Democratic candidates bombard Iowa airwaves in final stretch of campaigning
Iowans take their first-in-the-nation nominating contest status seriously. As a result, though, they are not even safe in their own homes from politicians.
In the final days before the Iowa caucuses, Democrats are bombarding the local airwaves with ads as polls show it's a tight race heading into Monday's contest.
In just one local newscast on Wednesday morning in Des Moines, viewers were subjected to no less than ten political ads. Two were from South Bend Mayor Pete Buttigieg, two from Senator Elizabeth Warren, and one each from former Vice President Joe Biden, Senators Bernie Sanders and Amy Klobuchar, and Tom Steyer along with a couple of outside groups.
Since the 2020 presidential election cycle began, Democratic candidates and other groups have spent more than $71 million on TV and radio ads in Iowa leading up to the caucuses so far. In 2016, candidates and other groups spent a total of $79.8 million overall on the presidential race heading into the caucuses on both the Democratic and Republican side.
With days still to go, Steyer has spent more than $16 million on political TV and radio ads in the state, the most of any candidate. Sanders has spent nearly $11 million so far, and Buttigieg has spent nearly $10.5 million. Warren and Yang have each spent more than $6 million on TV ads. While Biden has spent around $4.2 million on ads, a super PAC supporting him, Unite the Country, has spent a separate $4.5 million. Klobuchar's campaign has dropped nearly $4 million on Iowa ads. Even Senator Michael Bennet, who has barely registered in polls, has spent just over $1 million.
Final pitches hitting the airwaves have run the gamut from solving issues like high drug prices and health care to Washington corruption. In many cases, the ads amount to condensed versions of stump speeches, boiled down from rallies on the campaign trail to a minute or less.
One Sanders' spot features the viral moment from his Queens, New York rally, where the senator asked "Take a look around you and find someone you don't know. Maybe someone doesn't look kind of like you. Are you willing to fight for that person, as much as you're willing to fight for yourself? If you and millions of others are prepared to do that, not only will we win this election, but together we will transform this country."
Biden is using a similar pitch to the one he highlighted during a campaign stop last week in Waukee, Iowa. "It's said in here, your character is revealed" a narrator says under an image of the Oval Office.
Warren leaned into the electability argument with an ad titled "She Can Win," featuring an Iowan who caucused for Trump in 2016 but now supports Warren. In another ad, she reminded voters she used to be a registered Republican. And yet another highlights her Republican family members and working-class roots.
Klobuchar is pushing a final message of unity. "Iowa it's time to choose," an ad begins before touting the recent string of endorsements for the Minnesota senator. "Klobuchar can unite our party and perhaps our nation that's why she's visited all of Iowa's 99 counties," it continues.
Meanwhile, Buttigieg is playing up generational change. "It's time to turn the page from a Washington experience paralyzed by the same old thinking, polarized by the same old fights, to a bold vision for the next generation," Buttigieg says in the 30 second ad. In his final TV pitch, he calls for breaking "from the old politics" to unify the nation.
Andrew Yang made a similar argument. In his latest ad, released one week before the caucuses, he used a quote from one of the debates. "If you're a parent you've had this thought: our kids are not alright," Yang says.
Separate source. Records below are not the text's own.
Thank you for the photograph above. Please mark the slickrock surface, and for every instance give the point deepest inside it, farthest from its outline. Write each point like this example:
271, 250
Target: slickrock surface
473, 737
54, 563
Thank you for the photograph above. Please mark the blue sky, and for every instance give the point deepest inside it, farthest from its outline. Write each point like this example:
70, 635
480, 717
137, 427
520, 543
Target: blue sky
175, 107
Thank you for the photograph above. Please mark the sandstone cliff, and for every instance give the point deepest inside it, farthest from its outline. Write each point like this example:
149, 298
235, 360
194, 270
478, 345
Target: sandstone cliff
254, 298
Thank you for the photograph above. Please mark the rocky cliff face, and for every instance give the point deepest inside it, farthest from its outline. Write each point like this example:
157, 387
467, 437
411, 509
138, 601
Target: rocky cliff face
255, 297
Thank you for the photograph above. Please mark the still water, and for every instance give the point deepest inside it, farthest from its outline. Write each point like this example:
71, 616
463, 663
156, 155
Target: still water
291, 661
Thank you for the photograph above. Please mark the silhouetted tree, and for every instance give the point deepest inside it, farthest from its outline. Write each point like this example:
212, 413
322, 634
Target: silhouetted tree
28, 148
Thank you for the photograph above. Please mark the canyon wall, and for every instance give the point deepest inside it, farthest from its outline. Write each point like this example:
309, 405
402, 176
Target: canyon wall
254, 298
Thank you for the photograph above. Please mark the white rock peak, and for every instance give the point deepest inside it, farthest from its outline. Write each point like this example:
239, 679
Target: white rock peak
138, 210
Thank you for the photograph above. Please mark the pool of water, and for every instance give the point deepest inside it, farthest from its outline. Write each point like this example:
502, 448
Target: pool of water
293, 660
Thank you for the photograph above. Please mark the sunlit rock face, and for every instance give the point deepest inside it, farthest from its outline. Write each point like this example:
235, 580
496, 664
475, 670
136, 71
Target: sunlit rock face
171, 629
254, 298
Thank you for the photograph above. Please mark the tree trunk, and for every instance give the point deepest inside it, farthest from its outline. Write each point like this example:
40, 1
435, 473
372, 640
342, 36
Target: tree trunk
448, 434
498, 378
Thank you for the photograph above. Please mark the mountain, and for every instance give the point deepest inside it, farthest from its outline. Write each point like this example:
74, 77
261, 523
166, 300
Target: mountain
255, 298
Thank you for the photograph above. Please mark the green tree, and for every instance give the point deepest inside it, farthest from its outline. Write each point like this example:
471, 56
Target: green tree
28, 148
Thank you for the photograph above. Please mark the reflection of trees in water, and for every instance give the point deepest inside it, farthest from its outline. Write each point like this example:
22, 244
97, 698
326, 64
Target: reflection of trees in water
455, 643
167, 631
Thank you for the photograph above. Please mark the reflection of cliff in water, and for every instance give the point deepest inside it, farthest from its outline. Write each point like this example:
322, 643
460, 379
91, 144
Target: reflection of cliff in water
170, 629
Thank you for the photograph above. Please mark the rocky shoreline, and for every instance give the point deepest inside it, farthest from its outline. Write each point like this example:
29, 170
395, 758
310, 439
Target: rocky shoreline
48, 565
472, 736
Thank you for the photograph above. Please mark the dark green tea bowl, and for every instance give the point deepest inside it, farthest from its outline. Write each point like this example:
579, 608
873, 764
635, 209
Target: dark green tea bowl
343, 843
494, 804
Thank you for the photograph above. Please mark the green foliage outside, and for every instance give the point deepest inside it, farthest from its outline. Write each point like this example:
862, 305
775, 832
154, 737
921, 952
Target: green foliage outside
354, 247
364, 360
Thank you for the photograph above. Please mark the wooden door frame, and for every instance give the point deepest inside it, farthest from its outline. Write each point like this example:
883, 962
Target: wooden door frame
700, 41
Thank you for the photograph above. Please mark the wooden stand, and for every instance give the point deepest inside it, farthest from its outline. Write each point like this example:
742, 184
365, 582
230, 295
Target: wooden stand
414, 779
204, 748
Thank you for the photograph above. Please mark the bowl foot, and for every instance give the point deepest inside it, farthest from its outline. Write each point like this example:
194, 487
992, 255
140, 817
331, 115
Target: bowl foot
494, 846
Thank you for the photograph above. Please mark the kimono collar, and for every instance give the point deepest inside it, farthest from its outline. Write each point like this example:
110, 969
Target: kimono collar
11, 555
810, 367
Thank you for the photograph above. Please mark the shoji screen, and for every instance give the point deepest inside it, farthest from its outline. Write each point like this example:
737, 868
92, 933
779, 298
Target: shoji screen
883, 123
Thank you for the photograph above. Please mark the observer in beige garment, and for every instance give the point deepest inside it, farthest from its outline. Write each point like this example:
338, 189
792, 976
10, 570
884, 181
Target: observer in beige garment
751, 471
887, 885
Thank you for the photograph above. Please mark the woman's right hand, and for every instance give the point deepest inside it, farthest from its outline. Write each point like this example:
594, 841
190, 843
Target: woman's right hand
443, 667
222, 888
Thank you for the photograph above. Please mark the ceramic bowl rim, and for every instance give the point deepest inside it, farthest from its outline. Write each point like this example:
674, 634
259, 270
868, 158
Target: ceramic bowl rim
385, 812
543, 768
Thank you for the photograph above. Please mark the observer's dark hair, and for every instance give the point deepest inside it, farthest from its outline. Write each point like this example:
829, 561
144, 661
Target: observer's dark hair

And while Steyer is trailing in recent Iowa polls, Steyer is using momentum he's seen other early state polls to help propel him across the finish line in the Hawkeye state.
Some candidates have not held back with their criticism of Democratic opponents on the trail in recent days, but there's one commonality all of the candidates' recent Iowa TV ads have had: They are not attacking each other.
"For the most part, there have been no direct attacks amongst each other," said Mitchell West, senior analyst for Kantar/CMAG, which tracks television ads. "I thought they would have gone a little bit negative, but so far they have not." According to Kantar/CMAG tracking, that was not the case with the large Republican fields heading into Iowa in 2012 and 2016.
Several outside groups have paid for ads criticizing specific candidates, but Democratic presidential candidates' TV ads themselves have all zeroed in on the same foe: President Trump.
Mr. Trump's campaign, meanwhile, hasn't really focused on TV ads in Iowa, although he did hold a rally in Des Moines on Thursday. Mr. Trump has two longshot challengers, former Masscahusetts Governor Bill Weld and former Congressman Joe Walsh, in the race for the Republican nomination. Mr. Trump's campaign is dispatching 80 surrogates to caucus sites around the state on Monday.
Adam Brewster contributed reporting from Iowa.